Light-Activated Drug Targets Resistant Cancer Cells

Researchers at Northeastern University have developed a novel photoimmunotherapy technique that uses near-infrared light to activate a drug bound to an antibody targeting melanotransferrin (MTf), a protein found in melanoma and triple-negative breast cancer. These cancers are notoriously resistant to conventional chemotherapy, which often causes systemic toxicity and adverse side effects. The new approach offers a highly targeted alternative by combining antibody specificity with light-triggered activation.

The therapy hinges on a SNAP-tag protein that links a light-sensitive drug to an antibody designed to bind MTf. Once the antibody-drug complex reaches the tumor site, near-infrared light activates the drug, producing reactive oxygen species that selectively kill cancer cells. This localized activation minimizes damage to healthy tissues and avoids the immune overstimulation often seen with multi-drug regimens.
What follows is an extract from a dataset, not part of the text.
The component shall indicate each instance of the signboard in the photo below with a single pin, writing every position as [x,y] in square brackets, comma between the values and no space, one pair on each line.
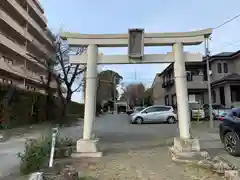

Triple-negative breast cancer lacks three key receptors—estrogen, progesterone, and HER2—making it difficult to treat with receptor-targeted therapies. Melanoma, similarly, has proven resistant to many chemotherapeutic agents. By focusing on MTf, which is overexpressed in both cancers, the researchers created a single-drug system that enhances precision and reduces toxicity.

The innovation could revolutionize treatment for patients with limited options, offering a path toward personalized, minimally invasive cancer therapy. The team’s work, published in Cancer Medicine, demonstrates proof-of-concept in preclinical models and lays the groundwork for future clinical trials. If successful, this method could be adapted to other cancers with identifiable surface proteins, expanding its impact across oncology.